16. ve 17. yüzyılda insanlığın o güne kadar sağlanmış bilimsel gelişmeleri, kökeninden değiştirecek, eski anlayışları silip atacak, bilimsel gelişmeler olmuştur. Kuşku yok ki bilimsel gelişmişliği sağlayan belirgin bilim adamları ise, Keppler, Vesalius, Newton, Leibnitz, Bacon, Copernicus, Galileo ve diğerleridir.

Bilimsel gelişmişlik sosyal, hukuksal alanda da art arda yeniliklere sebep olmuştur. Örneğin, Fransa’da 1789’da ‘İnsan Hakları Bildirgesi’ yayımlanıyor. O güne kadar insanlık tarihinin geçirdiği en ileri kilometre taşıdır. O dönemde pek çok devlet bu gelişmelerin dışındaydı. Osmanlı da öyle. Ne var ki Avrupa’da gerçekleşen bu devrimi ülkemiz üç yüz yıl sonra Kemalist Devrimle yakalayabilmiştir. Dünyada mevcut, elli yedi İslam ülkesi arasında Türkiye’yi yıldız yapan bu devrimdir. Diğer ülkelerin şansızlığı, bir Mustafa Kemal’lerinin olmayışıdır. Aydınlık yüzlü tarihsel ve kültürel gelenekten yoksun bir halktan eksik oluşlarıdır. Ülkemiz kendisini, ortaçağın kör karanlığından çekip çıkaran bu devrime çok şey borçludur. Aydınlığın ışığını üç yüz yıl geriden yakalayıp ta, Avrupa ülkelerini aşan gelişmeler sağlamak ise dürüstçe söyleyelim bir mucizedir. Örneğin kadına, eşitlik, kimlik ve seçme seçilme hakkını Avrupa’dan çok önce Türkiye verdi. Bu uygar gelişmişlikle neden övünmeyelim.

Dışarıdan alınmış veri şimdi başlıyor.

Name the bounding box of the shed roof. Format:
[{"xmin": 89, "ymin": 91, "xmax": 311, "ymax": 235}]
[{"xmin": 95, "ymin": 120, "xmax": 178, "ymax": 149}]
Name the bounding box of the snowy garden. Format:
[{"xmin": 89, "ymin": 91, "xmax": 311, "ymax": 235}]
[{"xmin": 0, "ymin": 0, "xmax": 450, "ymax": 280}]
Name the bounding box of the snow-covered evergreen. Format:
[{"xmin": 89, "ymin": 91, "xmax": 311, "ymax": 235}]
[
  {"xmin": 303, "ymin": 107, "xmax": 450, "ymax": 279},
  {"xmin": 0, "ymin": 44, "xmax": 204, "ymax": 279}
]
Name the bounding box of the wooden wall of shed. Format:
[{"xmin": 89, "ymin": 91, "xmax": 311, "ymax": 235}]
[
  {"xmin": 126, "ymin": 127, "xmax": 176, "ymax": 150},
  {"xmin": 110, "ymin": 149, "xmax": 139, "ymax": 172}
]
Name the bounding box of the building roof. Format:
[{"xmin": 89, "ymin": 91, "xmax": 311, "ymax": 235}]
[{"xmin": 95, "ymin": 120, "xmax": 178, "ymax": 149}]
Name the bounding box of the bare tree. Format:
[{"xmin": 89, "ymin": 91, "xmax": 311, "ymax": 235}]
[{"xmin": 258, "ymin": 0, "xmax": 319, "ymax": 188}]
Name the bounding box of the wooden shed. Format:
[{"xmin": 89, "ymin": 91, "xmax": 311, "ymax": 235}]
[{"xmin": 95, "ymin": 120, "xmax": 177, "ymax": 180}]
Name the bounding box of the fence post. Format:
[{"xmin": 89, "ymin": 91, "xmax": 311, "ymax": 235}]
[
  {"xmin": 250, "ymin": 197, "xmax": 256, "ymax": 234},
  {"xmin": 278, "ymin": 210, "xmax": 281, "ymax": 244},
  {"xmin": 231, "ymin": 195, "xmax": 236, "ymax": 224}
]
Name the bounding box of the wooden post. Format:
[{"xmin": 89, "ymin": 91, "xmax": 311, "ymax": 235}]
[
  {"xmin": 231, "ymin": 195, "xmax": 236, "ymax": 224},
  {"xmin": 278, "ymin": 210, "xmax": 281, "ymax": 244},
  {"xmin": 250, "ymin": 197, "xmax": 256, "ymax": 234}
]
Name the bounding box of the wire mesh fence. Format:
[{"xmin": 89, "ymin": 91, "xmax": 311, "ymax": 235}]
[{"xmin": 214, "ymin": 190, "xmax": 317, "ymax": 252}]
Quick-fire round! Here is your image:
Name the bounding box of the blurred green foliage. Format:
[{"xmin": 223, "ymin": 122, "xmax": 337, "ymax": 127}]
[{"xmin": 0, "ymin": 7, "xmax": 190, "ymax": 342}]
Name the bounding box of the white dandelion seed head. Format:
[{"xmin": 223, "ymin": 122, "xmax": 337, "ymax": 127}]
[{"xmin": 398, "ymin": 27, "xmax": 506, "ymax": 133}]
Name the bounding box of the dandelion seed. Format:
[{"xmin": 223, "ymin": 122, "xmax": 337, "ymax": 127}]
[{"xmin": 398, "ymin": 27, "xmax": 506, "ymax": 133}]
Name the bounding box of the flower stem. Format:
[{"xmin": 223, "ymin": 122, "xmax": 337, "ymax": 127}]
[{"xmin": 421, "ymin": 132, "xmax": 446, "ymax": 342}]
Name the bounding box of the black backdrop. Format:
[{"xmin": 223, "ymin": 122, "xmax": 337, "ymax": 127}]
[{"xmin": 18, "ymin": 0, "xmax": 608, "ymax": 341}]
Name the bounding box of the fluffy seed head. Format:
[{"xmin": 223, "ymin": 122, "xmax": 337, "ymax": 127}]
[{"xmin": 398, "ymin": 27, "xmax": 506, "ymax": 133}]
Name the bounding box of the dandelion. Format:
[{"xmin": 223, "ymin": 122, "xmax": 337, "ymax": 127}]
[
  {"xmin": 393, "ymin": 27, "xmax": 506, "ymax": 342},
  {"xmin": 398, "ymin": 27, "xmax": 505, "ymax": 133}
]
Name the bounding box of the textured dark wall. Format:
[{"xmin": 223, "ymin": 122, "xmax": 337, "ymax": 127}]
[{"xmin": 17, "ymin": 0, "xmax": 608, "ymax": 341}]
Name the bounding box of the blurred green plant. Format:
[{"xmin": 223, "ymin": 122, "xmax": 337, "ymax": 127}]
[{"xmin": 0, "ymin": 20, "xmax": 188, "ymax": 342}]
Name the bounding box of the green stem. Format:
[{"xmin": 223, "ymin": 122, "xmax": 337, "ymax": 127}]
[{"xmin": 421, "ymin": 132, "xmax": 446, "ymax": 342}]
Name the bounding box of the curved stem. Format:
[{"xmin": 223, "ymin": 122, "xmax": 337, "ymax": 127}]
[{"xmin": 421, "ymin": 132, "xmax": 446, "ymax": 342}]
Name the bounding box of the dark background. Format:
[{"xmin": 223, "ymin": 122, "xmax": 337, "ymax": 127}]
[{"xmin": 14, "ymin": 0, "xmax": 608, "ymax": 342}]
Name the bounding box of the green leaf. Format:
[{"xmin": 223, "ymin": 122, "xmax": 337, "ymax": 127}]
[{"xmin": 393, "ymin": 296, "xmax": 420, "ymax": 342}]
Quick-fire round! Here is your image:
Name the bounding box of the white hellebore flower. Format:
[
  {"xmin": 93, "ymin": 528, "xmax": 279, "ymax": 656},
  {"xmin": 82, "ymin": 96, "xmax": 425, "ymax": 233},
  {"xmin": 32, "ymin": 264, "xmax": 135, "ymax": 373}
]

Ne var ki ülkemiz bilimsel devrimini tamamlamış Avrupa ve diğer ülkelerle, henüz bu aydınlığı yakalayamamış İslam ülkeleri arasında kalmıştır. Her geçen gün bizi diğer İslam ülkelerine benzetmeye çalışan güçler, Cumhuriyeti orasından, burasından kemirmeye çalışmaktadır.

“Matematikten önce, cihat öğrenmeliyiz” söylemleri tarihin tekerleğini geriye döndürme girişimidir. Fen bilimleri ve bilimsel alandaki okullar azaltılırken, imam hatip okullarını kat kat artırarak çağı yakalama olanağı kesinlikle yoktur. Örneği de yoktur. Günlük siyasi menfaatlerin sarmalında, bilimsel eğitime, “aklı, vicdanı ve irfanı hür” eğitime sırtını dönmek, bizi başarıya değil, olsa olsa uçurumun kenarına götürür.

İnanıyoruz ki ‘sel akıp yatağını bulacaktır’. Yine inanıyoruz ki ‘Güneş balçıkla sıvanamayacaktır’, tarihin tekerleği de, geriye döndürülemeyecektir. Olansa kaybolan zamana ve gecikmeye olacaktır.